President Donald Trump’s economic strategy is taking shape with the appointment of Kevin Hassett as the Director of the National Economic Council. This move comes at a critical time when the nation faces over $36 trillion in debt, persistent inflation, and the need to extend the 2017 tax cuts. Hassett, a trusted advisor to Trump, is expected to play a pivotal role in navigating these fiscal challenges.

Hassett’s appointment underscores the administration’s commitment to substantial fiscal reforms. These reforms span across trade, energy, regulations, and tax policies, aiming to usher in what Hassett describes as a “golden age” for the American economy.

Corporate Tax Cuts and Economic Growth

Central to Hassett’s economic philosophy is the belief that corporate tax cuts benefit workers by increasing wages. This stance challenges the notion that such cuts only benefit wealthy capitalists. The administration is considering reducing the corporate tax rate from 21% to 15%, a move they argue will stimulate economic growth and job creation.

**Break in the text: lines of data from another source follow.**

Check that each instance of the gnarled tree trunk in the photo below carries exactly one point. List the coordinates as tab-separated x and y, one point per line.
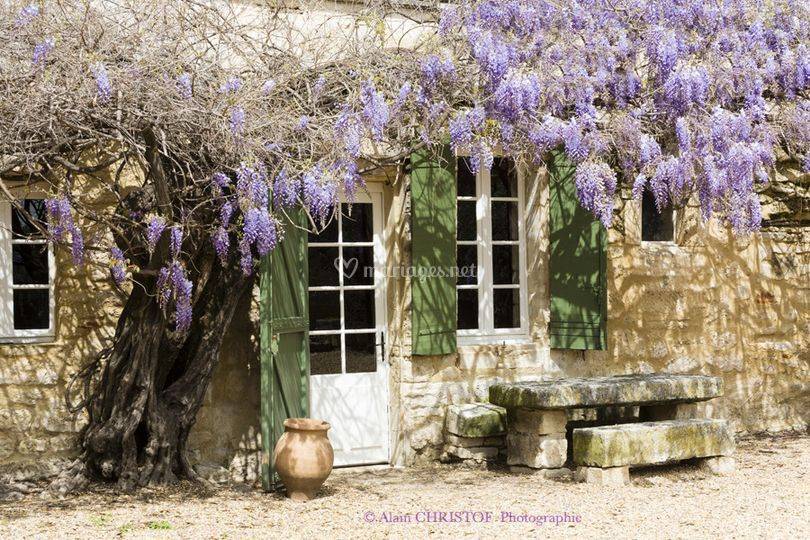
149	387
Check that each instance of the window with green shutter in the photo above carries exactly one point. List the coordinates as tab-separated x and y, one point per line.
433	249
577	265
284	331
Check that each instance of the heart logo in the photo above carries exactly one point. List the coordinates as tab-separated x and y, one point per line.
349	266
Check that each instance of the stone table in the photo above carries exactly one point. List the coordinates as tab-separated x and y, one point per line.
536	432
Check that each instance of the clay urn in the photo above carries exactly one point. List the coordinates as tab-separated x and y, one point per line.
303	457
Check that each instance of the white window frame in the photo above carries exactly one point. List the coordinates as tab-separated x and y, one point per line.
373	195
486	333
8	334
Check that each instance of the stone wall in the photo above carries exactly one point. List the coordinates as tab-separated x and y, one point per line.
710	303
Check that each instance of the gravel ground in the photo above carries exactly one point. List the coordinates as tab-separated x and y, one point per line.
768	496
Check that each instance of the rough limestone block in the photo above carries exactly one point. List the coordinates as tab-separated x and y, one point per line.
469	442
475	420
603	391
674	411
536	421
648	443
721	465
479	454
610	476
536	451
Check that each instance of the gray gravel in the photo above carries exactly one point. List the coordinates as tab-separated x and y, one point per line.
767	497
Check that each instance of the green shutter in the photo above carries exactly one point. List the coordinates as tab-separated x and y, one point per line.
433	235
284	319
577	265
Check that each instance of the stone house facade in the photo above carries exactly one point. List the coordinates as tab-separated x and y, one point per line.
700	300
706	302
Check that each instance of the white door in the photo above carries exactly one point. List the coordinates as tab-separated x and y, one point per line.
348	375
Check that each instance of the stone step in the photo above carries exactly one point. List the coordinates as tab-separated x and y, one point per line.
649	443
475	420
602	391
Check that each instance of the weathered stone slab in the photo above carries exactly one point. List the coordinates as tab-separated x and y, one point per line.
536	421
536	451
720	465
648	443
600	391
476	420
470	442
610	476
478	454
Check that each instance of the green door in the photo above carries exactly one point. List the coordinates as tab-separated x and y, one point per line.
577	265
433	248
284	341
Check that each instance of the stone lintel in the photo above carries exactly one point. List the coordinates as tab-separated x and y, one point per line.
602	391
649	443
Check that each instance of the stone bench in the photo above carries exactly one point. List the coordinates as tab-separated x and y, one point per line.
605	454
537	417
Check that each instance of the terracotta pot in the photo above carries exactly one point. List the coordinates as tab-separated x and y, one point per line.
303	457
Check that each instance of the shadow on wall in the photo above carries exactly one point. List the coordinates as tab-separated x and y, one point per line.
36	428
227	433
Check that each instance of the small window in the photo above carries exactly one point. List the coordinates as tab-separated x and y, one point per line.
490	252
656	226
26	273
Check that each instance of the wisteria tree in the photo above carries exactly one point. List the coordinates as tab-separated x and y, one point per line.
207	122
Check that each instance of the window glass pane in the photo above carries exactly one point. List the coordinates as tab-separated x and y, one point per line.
30	262
357	222
359	309
361	354
467	309
466	229
31	309
324	354
656	226
467	263
507	308
466	178
505	265
358	265
328	234
324	310
504	220
504	177
21	226
323	266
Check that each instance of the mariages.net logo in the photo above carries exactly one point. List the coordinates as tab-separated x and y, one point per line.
351	267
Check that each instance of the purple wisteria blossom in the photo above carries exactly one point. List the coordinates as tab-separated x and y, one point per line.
103	84
26	15
236	121
175	242
184	87
154	229
41	52
375	110
61	224
117	265
231	85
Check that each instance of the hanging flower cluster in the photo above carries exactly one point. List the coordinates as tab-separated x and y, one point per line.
61	224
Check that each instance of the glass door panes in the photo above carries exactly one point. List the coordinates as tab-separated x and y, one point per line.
344	293
467	245
489	240
31	267
505	243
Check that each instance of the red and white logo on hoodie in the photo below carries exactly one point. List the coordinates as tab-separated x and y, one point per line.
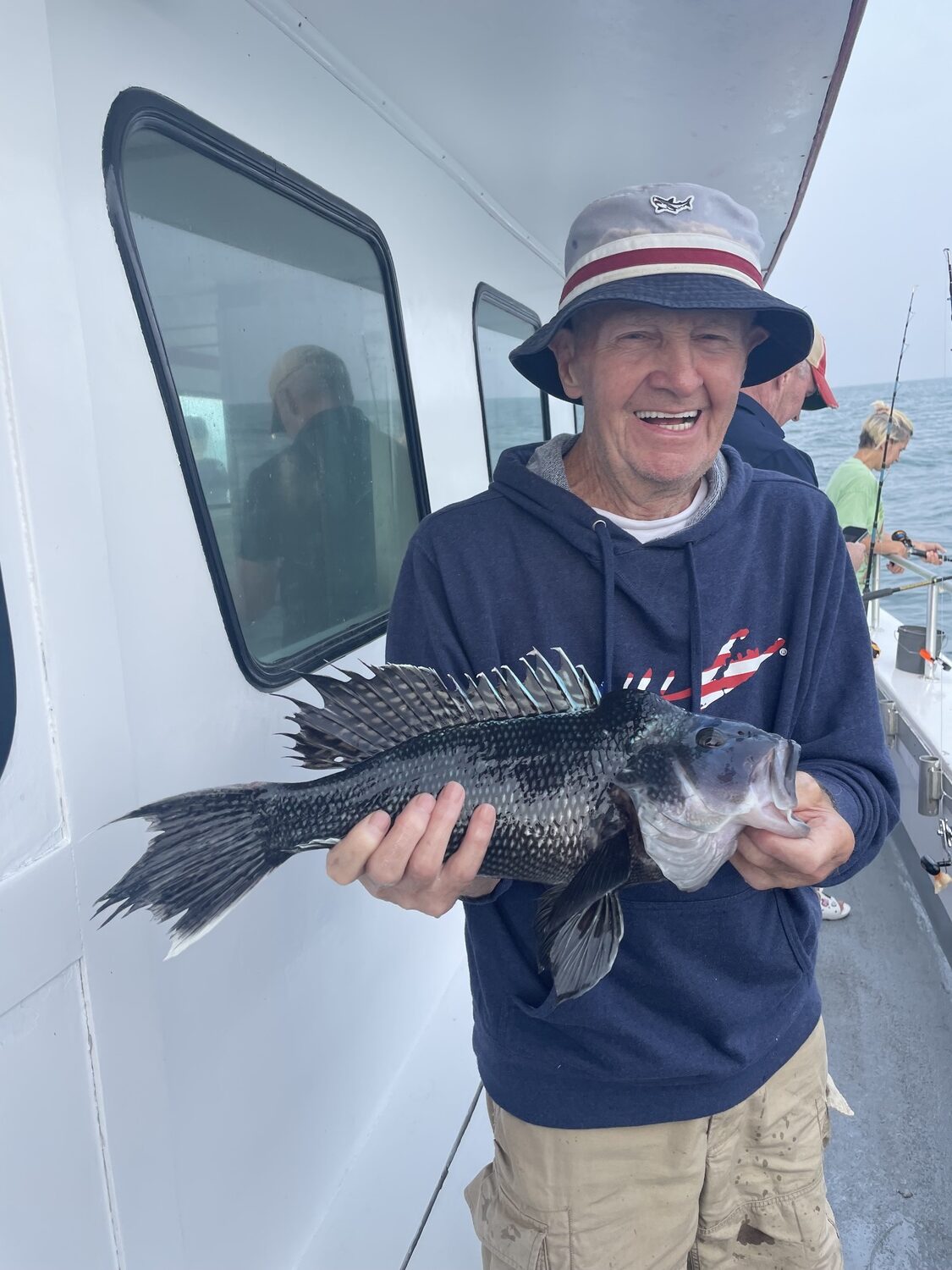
724	675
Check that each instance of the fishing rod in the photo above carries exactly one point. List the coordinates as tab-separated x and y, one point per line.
886	441
901	536
905	586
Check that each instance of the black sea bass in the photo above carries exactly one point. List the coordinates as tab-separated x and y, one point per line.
593	792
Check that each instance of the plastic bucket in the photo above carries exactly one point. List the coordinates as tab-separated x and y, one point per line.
911	639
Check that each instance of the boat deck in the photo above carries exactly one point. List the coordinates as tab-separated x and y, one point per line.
888	1006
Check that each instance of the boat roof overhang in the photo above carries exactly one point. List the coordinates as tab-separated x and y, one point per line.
542	106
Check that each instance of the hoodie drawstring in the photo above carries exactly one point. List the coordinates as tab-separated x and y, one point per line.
604	541
695	629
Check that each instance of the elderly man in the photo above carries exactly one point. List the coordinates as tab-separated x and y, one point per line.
764	411
678	1110
757	434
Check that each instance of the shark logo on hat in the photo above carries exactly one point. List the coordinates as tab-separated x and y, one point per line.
672	205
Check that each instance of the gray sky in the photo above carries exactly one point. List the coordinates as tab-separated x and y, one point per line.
878	208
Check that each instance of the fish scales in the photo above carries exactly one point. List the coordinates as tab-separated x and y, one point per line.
548	779
592	794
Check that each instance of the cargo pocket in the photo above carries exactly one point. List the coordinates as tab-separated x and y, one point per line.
515	1239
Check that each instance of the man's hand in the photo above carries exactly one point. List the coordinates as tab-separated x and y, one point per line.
857	553
764	859
404	863
934	551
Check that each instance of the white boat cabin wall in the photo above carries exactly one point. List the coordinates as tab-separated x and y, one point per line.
190	190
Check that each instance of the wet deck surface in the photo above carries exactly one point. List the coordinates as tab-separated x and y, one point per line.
888	1008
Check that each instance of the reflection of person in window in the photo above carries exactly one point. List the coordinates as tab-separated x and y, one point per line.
306	536
211	472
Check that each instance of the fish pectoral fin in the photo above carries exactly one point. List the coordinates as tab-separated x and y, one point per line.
581	952
579	926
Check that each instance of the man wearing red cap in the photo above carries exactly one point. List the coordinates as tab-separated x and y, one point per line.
764	409
675	1113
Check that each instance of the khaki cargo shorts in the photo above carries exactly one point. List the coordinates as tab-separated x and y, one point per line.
744	1188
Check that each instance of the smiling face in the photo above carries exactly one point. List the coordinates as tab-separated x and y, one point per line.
660	388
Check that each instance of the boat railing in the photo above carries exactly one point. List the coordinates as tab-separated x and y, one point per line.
936	578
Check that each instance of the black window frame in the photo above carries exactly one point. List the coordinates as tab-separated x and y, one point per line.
140	108
8	683
512	306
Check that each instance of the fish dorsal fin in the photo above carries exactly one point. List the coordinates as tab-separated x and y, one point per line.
362	716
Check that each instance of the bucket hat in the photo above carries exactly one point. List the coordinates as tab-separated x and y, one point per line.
675	246
820	398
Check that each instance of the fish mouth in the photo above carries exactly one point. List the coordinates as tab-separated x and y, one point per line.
774	782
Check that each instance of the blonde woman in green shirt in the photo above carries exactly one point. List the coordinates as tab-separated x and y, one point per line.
853	487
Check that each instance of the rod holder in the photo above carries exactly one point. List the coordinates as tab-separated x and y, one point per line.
932	643
872	583
929	785
889	711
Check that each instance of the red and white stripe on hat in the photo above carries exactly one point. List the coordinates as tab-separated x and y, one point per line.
644	254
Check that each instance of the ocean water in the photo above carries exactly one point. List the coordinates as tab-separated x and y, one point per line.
916	494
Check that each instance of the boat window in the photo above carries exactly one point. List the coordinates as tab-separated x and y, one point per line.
515	413
8	683
272	319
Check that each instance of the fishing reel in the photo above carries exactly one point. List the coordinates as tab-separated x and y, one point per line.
901	536
934	868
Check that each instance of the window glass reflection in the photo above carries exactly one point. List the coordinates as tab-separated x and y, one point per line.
513	409
278	338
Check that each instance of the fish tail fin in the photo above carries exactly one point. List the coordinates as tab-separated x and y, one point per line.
210	850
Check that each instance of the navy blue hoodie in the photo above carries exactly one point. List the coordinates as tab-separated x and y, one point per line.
753	611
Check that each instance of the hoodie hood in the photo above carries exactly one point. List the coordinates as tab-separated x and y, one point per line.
619	558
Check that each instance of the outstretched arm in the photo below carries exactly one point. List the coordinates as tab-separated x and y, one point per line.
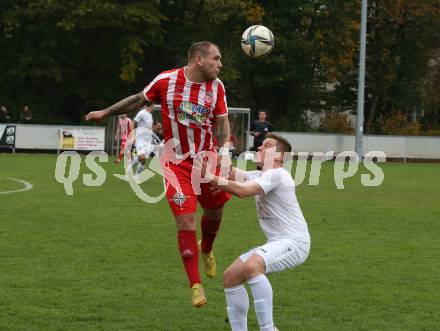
241	190
223	131
127	105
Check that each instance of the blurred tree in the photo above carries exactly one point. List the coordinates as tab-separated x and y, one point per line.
56	51
403	38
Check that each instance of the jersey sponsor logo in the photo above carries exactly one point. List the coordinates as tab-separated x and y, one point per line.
187	253
179	198
189	110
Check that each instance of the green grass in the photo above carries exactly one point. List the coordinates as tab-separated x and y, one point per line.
104	260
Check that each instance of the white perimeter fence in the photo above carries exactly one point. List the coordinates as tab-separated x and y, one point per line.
47	137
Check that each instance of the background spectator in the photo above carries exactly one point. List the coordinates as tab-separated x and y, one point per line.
259	129
4	115
26	115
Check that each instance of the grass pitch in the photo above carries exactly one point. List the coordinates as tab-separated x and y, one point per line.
104	260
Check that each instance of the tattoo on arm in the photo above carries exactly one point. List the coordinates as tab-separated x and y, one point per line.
130	104
223	130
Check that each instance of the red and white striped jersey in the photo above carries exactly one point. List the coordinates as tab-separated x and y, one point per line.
124	127
188	109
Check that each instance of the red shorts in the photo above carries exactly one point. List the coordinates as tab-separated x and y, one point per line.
123	142
183	199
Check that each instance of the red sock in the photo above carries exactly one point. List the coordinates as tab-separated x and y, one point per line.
209	231
190	255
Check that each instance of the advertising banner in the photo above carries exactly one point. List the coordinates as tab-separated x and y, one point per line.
82	139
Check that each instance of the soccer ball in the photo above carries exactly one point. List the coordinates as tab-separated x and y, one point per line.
257	41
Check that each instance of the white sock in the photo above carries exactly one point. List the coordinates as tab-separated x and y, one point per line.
135	162
237	302
262	293
139	168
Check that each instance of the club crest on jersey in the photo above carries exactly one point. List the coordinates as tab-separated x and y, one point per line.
179	198
209	97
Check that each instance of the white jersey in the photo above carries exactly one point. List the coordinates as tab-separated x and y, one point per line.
144	123
278	209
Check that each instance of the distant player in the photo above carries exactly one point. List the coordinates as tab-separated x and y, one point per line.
143	123
122	132
281	219
194	110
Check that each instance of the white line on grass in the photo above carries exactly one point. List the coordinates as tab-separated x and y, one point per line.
27	186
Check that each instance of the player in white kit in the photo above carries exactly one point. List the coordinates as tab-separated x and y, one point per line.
143	122
280	218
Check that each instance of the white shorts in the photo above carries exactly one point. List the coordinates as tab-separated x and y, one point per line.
279	255
144	147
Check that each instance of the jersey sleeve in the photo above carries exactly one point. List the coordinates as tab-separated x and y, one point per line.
138	117
251	175
221	106
151	91
269	180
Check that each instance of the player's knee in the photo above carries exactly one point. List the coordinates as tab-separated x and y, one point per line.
252	269
227	279
231	279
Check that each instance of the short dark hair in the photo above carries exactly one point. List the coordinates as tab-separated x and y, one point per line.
200	47
282	144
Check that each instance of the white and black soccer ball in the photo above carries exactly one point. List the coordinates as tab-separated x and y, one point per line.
257	41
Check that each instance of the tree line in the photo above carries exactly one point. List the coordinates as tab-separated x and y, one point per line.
65	58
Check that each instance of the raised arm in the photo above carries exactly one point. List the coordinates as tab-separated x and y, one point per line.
127	105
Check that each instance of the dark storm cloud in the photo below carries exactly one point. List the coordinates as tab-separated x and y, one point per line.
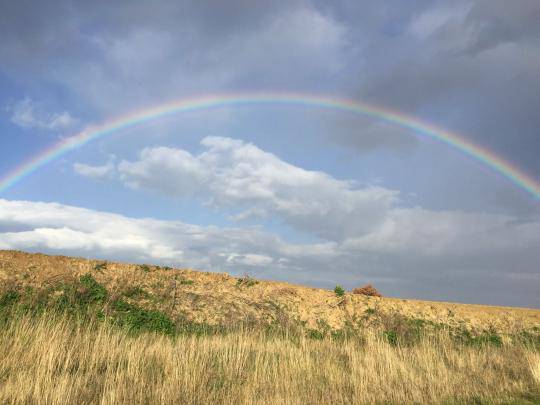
471	66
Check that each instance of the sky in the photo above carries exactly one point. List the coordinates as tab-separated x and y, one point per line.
284	192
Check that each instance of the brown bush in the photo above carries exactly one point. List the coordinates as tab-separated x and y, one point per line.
367	290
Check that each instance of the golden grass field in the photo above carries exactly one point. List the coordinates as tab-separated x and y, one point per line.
247	342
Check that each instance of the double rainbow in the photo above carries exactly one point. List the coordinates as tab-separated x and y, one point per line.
422	129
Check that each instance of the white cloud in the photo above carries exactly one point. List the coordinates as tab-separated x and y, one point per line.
95	172
411	247
232	174
27	114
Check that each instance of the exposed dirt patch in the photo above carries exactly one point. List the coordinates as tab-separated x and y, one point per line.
220	299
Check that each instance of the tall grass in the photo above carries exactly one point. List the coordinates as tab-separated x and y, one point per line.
56	360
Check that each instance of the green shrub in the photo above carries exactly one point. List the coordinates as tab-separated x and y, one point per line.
340	292
100	266
246	281
145	268
9	298
136	292
91	291
391	337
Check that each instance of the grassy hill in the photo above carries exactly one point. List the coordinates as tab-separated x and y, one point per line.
82	331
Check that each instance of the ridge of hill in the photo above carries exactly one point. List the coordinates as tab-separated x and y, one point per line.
219	299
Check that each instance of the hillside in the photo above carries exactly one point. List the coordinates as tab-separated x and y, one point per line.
220	299
77	331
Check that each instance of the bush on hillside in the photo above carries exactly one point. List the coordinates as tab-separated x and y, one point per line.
367	290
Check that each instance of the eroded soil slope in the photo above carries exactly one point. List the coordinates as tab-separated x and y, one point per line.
220	299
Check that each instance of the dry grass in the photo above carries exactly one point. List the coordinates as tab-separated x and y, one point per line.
298	344
51	360
218	299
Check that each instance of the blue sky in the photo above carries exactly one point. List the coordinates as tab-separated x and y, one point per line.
302	195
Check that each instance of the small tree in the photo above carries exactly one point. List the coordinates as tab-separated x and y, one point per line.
367	290
340	292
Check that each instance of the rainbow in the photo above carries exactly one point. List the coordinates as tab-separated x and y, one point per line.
421	128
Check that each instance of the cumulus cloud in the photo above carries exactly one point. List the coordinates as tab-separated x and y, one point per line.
106	171
27	114
421	251
232	173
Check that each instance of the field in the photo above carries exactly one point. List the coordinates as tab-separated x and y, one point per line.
86	331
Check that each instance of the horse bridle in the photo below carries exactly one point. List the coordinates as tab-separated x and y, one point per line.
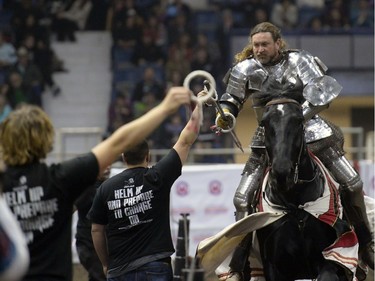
296	169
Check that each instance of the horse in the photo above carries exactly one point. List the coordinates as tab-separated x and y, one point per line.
292	247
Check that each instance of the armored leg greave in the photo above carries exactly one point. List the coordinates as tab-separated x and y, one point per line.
251	179
350	185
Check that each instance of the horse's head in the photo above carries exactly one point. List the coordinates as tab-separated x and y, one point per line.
284	140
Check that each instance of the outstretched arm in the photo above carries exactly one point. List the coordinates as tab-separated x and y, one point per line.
131	133
100	244
14	254
189	134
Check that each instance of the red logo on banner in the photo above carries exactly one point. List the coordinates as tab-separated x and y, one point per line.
215	187
182	188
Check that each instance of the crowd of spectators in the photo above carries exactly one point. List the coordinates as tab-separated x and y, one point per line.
27	60
155	44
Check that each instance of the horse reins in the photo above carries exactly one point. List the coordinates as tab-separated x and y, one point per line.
296	169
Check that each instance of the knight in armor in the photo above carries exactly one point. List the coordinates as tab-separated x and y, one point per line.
266	58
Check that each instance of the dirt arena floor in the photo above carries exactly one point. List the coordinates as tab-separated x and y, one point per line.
80	274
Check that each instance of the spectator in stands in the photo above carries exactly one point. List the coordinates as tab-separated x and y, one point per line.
175	78
155	28
362	14
311	4
84	245
180	28
19	93
255	10
309	9
184	46
147	52
118	11
336	16
44	58
223	33
8	54
174	9
26	137
148	85
127	34
120	112
260	15
147	103
5	108
31	75
177	62
97	17
285	14
70	19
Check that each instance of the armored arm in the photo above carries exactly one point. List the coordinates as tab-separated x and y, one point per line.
242	80
320	89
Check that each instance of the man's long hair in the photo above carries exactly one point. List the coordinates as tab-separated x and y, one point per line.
261	27
26	136
136	154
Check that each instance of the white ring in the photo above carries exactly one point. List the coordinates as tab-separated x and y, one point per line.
231	116
208	76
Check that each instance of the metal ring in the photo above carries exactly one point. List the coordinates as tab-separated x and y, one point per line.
208	76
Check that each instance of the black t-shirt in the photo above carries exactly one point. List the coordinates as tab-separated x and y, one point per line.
42	197
134	206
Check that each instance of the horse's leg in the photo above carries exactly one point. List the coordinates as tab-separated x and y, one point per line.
239	263
329	272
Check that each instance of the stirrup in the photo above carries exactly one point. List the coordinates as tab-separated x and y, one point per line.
367	254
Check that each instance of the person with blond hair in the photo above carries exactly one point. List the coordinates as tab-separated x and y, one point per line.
41	196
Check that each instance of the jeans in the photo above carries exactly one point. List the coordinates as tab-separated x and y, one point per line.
152	271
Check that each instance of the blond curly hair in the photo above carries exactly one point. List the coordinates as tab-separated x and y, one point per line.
26	136
261	27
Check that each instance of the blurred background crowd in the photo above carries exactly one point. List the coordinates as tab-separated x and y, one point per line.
155	44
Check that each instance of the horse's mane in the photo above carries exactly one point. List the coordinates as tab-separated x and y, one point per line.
290	87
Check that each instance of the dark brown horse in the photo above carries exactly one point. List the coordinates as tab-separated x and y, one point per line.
291	248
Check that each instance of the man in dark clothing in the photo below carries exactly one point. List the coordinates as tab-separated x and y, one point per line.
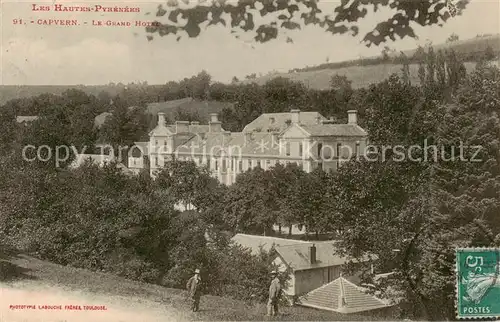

“The best economic evidence suggests that workers pay more than half, and likely three-quarters, of the cost of the corporate tax. Thus, cutting business taxes is a tax cut for working Americans,” Adam Michel said.

Hassett’s research emphasizes the importance of extending certain tax provisions, such as full expensing, to boost investment and growth. This approach aligns with the administration’s goal of creating a more favorable environment for businesses and workers alike.

Tackling Inflation and Energy Policy

Inflation remains a significant concern, with the administration claiming that rates under the current Biden presidency are higher than during Trump’s tenure. Hassett argues that domestic energy production is crucial for minimizing inflation, highlighting the interconnectedness of energy policy and economic stability.

“When the people who are trying to cause panic over President Trump’s trade policy simulate what it’s going to do, they don’t account for all the other policies. So President Trump is drill, baby, drill and deregulate and tax cuts and reduce spending,” Hassett said.

This comprehensive approach to tackling inflation includes not only energy policy but also trade strategies. Trump’s use of tariffs as a negotiation tactic, as seen in recent Colombian negotiations, is part of a broader economic strategy that Hassett supports.

Fiscal Responsibility and Debt Reduction

Hassett’s research on effective debt reduction strategies advocates for spending cuts over tax increases. His studies suggest that successful fiscal consolidations typically involve a higher percentage of spending cuts rather than tax hikes.

This approach to fiscal responsibility aligns with the administration’s goal of reining in government spending while promoting economic growth. Hassett’s understanding of tariffs as taxes on Americans further highlights his broader economic perspective and commitment to fiscal prudence.